Film disponible en DVD zone 2, VO sous-tirée dans la collection "Trésors Waner".

Note : 8 / 10

17/12/2013

Jeanne d'Arc / Joan d'Arc - 1948

"Jeanne d'Arc" est le type même du film abandonné par la France. Ainsi, il n'a jamais été édité en DVD dans notre pays. Pire les versions qui passent généralement sur les chaînes payantes, nous donnent une oeuvre défigurée, découpée à la tronçonneuse. Ainsi, la mauvaise version que je possède ne fait que 99 minutes contre les 145 minutes de la version sortie initialement en 1948 dans les cinémas américains. C'est d'ailleurs une honte que des responsables de la programmation osent encore diffuser cette version écourtée, qui ne permet de comprendre le film que par bribes. Pourtant le film mériterait un meilleur sort. En effet, il a été tourné par Victor Fleming, le réalisateur "D'autant en emporte le vent" (1939). Le casting est plutôt bon. Ainsi, dans le rôle titre on retrouve une Ingrid Bergman possédée par la grâce du personnage.

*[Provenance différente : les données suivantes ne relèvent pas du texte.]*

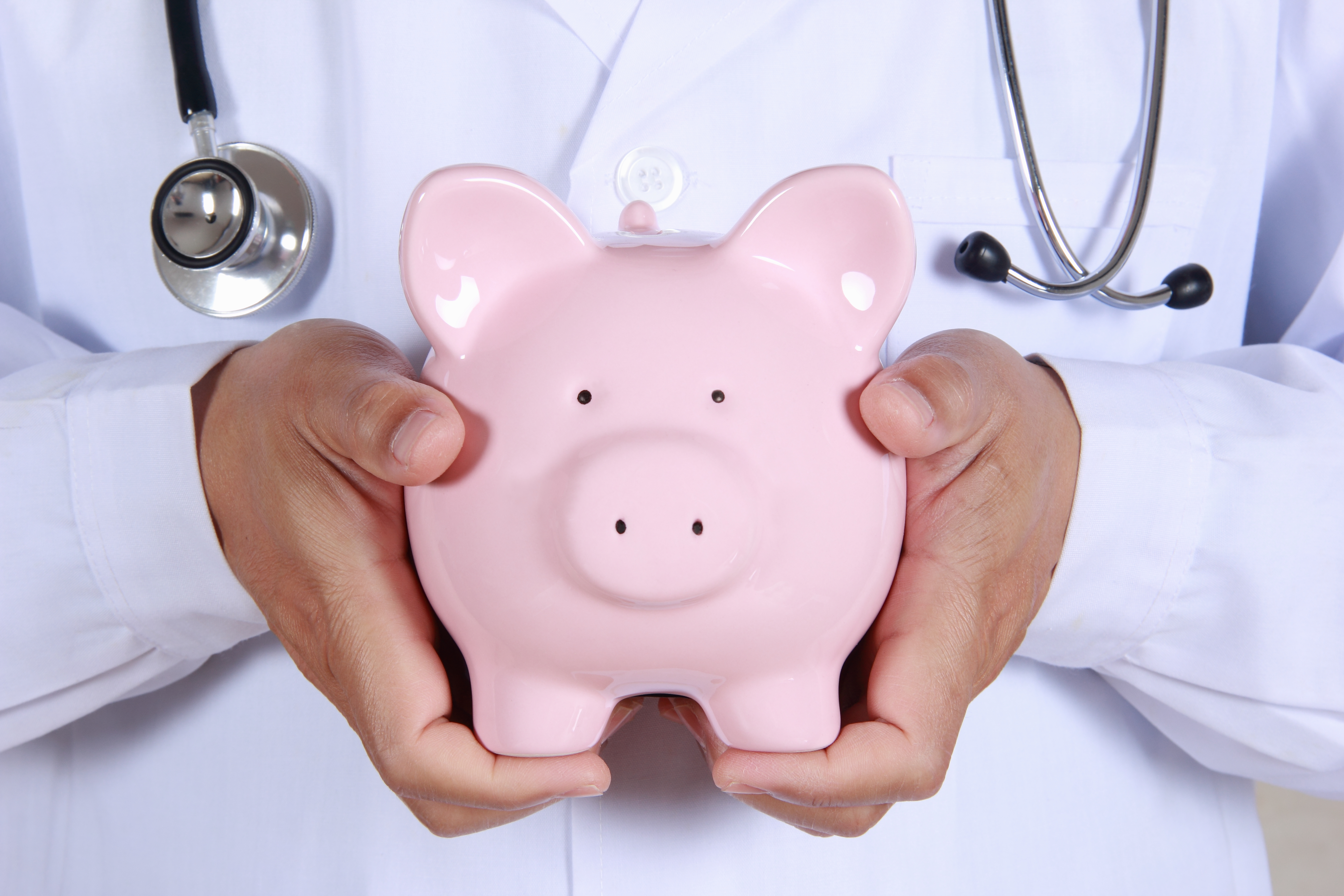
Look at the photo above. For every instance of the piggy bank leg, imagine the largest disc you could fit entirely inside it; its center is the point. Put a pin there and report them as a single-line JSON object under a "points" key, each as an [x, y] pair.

Elle incarnera en tout, quatre fois le personnage de Jeanne d'Arc. Elle joue donc tout d'abord dans l'adaptation théâtrale de Maxwell Anderson, puis ici dans l'adaptation cinématographique de 1948, qui est une adaptation du même Maxwell Anderson, de sa pièce de Broadway  : "Joan Of Lorraine". Bergman déjà récompensée par un Tony Award pour son interprétation sur scène, sera nommée aux Oscars pour cette version de 1948. Le film sortira dans un contexte privé tumultueux pour l'actrice qui divorçait au même moment, de son premier mari pour se marier avec Roberto Rossellini, qui divorçait également par la même occasion. L'Amérique puritaine ne l'accepta pas et Bergman se décidait à quitter les USA pour l'Europe.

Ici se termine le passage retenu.